What is extremely crucial here is that the Marebito was never dyed by the logic of sedentary society; it always appeared wrapped in the wind from the outside, existing to agitate the stagnant air of the interior. And the most decisive characteristic was the custom that if a Marebito visits, they must eventually “return.” In other words, the Marebito does not settle. They do not settle; they inevitably leave. I am convinced that this dynamic of the Marebito—coming with the premise of “leaving”—is the essential form of Nomadology as I conceive it.
In fact, signs of this are already visible in the modern nomad. The nomad discussed in recent contexts has derived into the “slow nomad,” a lifestyle positioned as a kind of liquefaction of residence: staying in one place for several months, engaging earnestly with the community, and conducting business to solve problems. However, what is important here is the nomad’s own mindset. Do they remain merely because “business went well” or “it is comfortable”? Or, when they resolved to live as a nomad, was “leaving” factored into that mindset? What I wish to question is the singular resolve to stand in that place not as a movement for convenience or to survive a banal modern society, but as an existence destined to “leave” from the very beginning. This is the lifeline of the essential nomad, and the true externality.

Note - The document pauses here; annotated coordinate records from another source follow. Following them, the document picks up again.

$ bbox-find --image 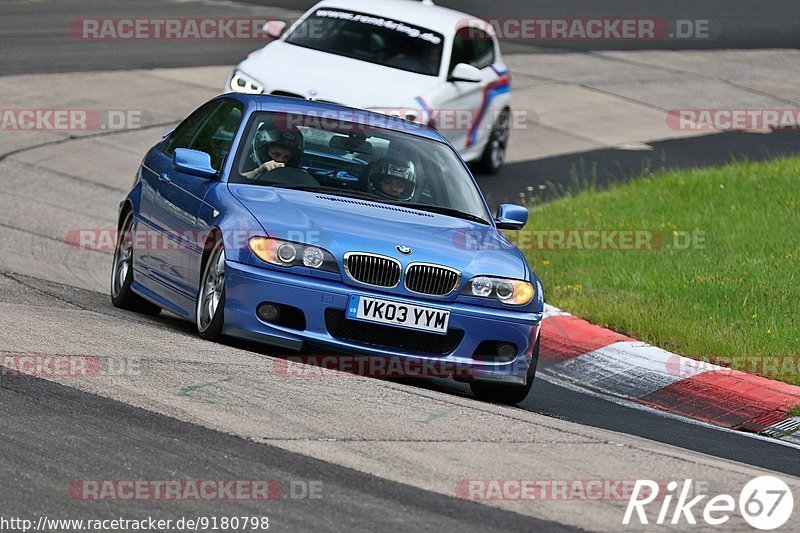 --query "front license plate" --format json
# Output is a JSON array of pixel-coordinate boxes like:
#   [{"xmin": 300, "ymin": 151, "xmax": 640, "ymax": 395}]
[{"xmin": 347, "ymin": 294, "xmax": 450, "ymax": 334}]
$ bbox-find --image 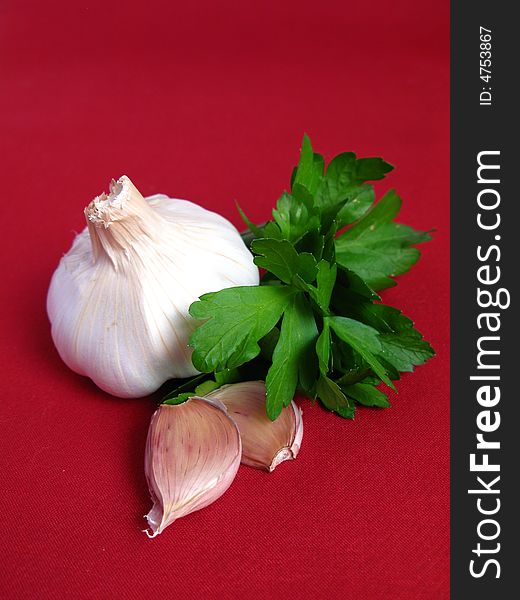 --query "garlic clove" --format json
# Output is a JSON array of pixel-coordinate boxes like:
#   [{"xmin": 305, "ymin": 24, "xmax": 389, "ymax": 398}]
[
  {"xmin": 206, "ymin": 381, "xmax": 303, "ymax": 471},
  {"xmin": 47, "ymin": 176, "xmax": 259, "ymax": 398},
  {"xmin": 145, "ymin": 396, "xmax": 242, "ymax": 537}
]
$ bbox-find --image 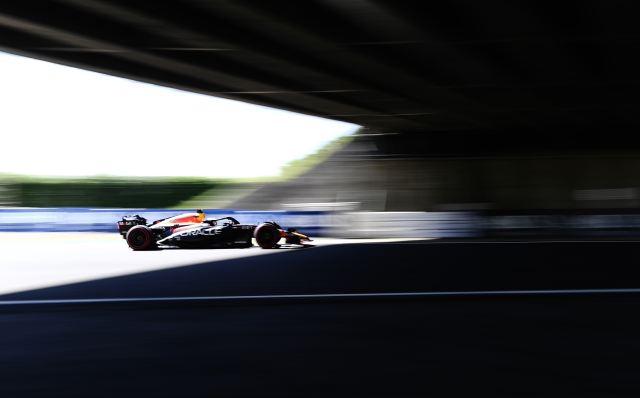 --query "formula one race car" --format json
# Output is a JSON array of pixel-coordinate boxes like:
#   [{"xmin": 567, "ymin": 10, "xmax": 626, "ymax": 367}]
[{"xmin": 118, "ymin": 209, "xmax": 312, "ymax": 250}]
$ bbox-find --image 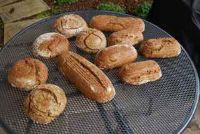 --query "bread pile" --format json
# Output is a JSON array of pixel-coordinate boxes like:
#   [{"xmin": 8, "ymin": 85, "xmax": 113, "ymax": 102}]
[{"xmin": 8, "ymin": 14, "xmax": 181, "ymax": 124}]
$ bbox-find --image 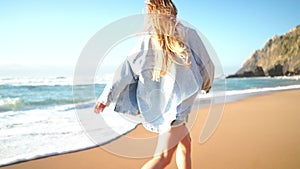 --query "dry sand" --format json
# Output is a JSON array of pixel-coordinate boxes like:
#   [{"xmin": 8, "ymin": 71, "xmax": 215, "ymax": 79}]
[{"xmin": 3, "ymin": 90, "xmax": 300, "ymax": 169}]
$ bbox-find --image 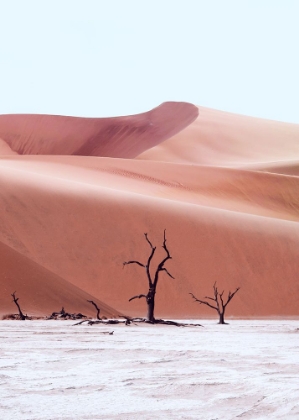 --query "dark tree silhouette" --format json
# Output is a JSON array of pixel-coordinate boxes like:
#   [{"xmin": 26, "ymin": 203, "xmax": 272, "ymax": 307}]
[
  {"xmin": 123, "ymin": 229, "xmax": 174, "ymax": 323},
  {"xmin": 11, "ymin": 292, "xmax": 27, "ymax": 321},
  {"xmin": 87, "ymin": 300, "xmax": 101, "ymax": 321},
  {"xmin": 189, "ymin": 282, "xmax": 240, "ymax": 324}
]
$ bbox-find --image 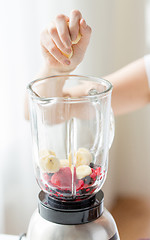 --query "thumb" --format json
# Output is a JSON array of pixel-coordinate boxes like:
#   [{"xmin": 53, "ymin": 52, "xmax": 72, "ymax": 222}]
[{"xmin": 78, "ymin": 19, "xmax": 92, "ymax": 52}]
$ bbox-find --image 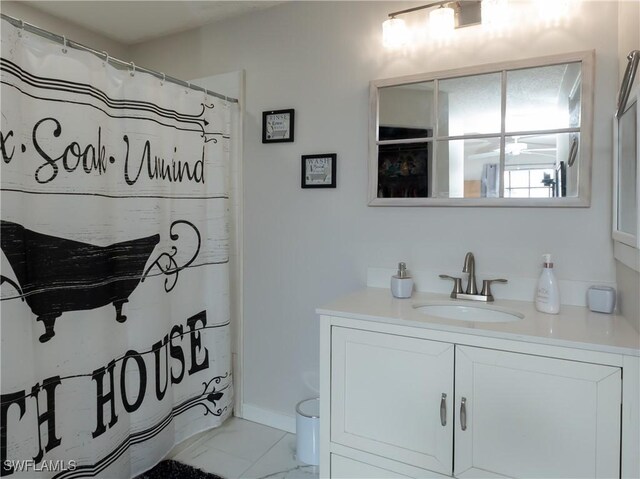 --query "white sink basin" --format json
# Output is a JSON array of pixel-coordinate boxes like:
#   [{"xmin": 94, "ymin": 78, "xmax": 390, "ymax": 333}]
[{"xmin": 413, "ymin": 302, "xmax": 524, "ymax": 323}]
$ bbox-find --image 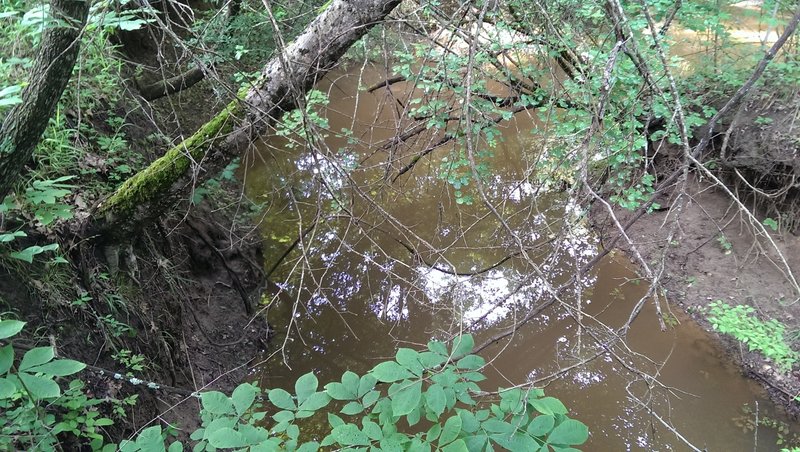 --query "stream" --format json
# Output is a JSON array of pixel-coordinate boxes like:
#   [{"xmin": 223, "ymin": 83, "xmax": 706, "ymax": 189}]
[{"xmin": 241, "ymin": 61, "xmax": 789, "ymax": 451}]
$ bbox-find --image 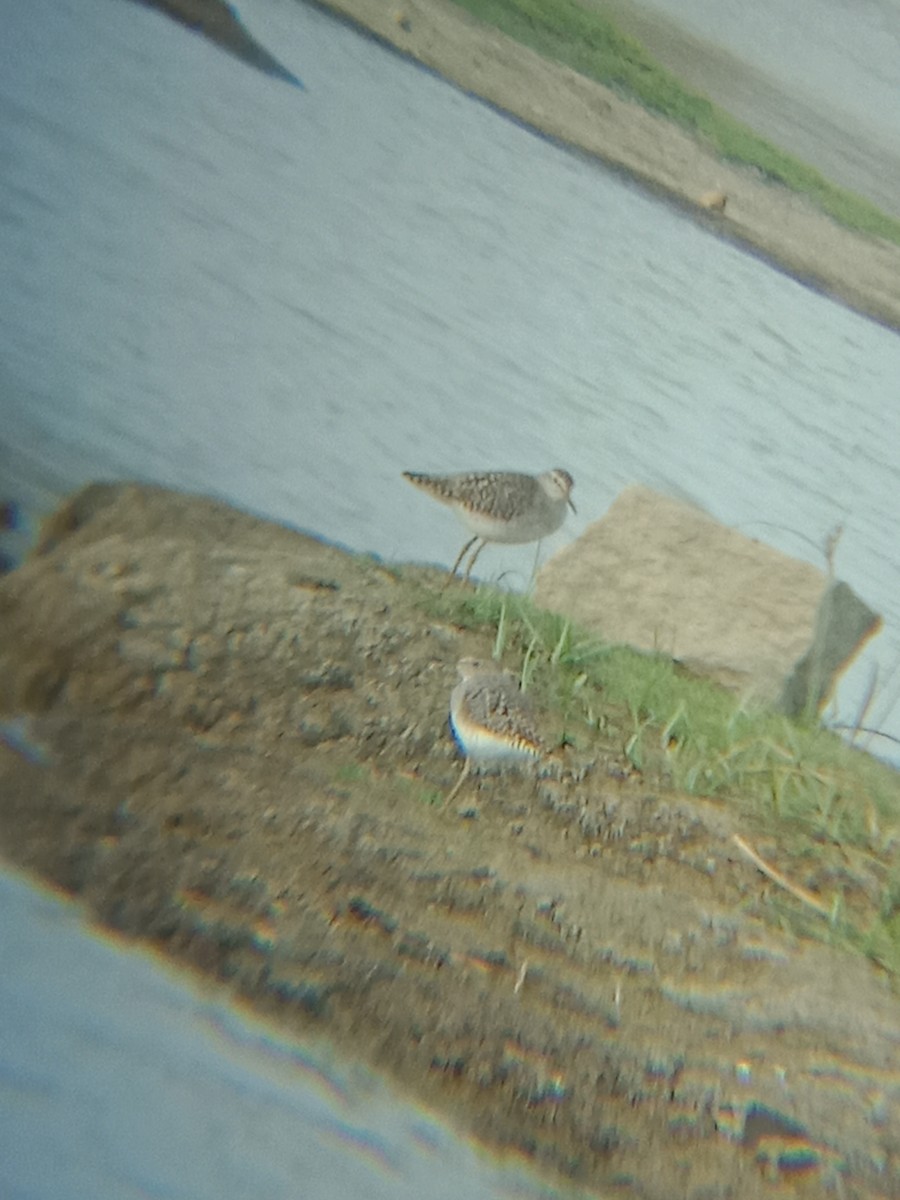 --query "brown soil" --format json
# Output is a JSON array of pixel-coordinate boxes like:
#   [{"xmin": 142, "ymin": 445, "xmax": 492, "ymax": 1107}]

Originally, in the essence of Nomadology, the “smooth space” (the space of the war machine/nomad) and the “striated space” (the space of the state apparatus)—or the Interior and the Exterior—were inseparable. However, under the name of risk management and efficiency in modern society, these have been completely separated. The Interior is accelerating its intensity as a safe, clean, managed society, and in proportion to that acceleration, the Exterior is distanced as a risk to be excluded. Originally, this Inside and Outside held an intense tension, but since modernity, and leading up to the present, no one could endure this tension anymore; the Interior and Exterior have been extremely distinguished, exposed as political struggle. Modern nomads are, in the end, merely moving from one dispersed, safe Interior to another Interior; this cannot become the true movement that causes the human being to arrive at the next stage. That is why thinking this point through is critical. Because, regardless of whether one is currently a nomad or not, ours is an era where everyone will encounter situations where they are forced to move, in every form, suddenly.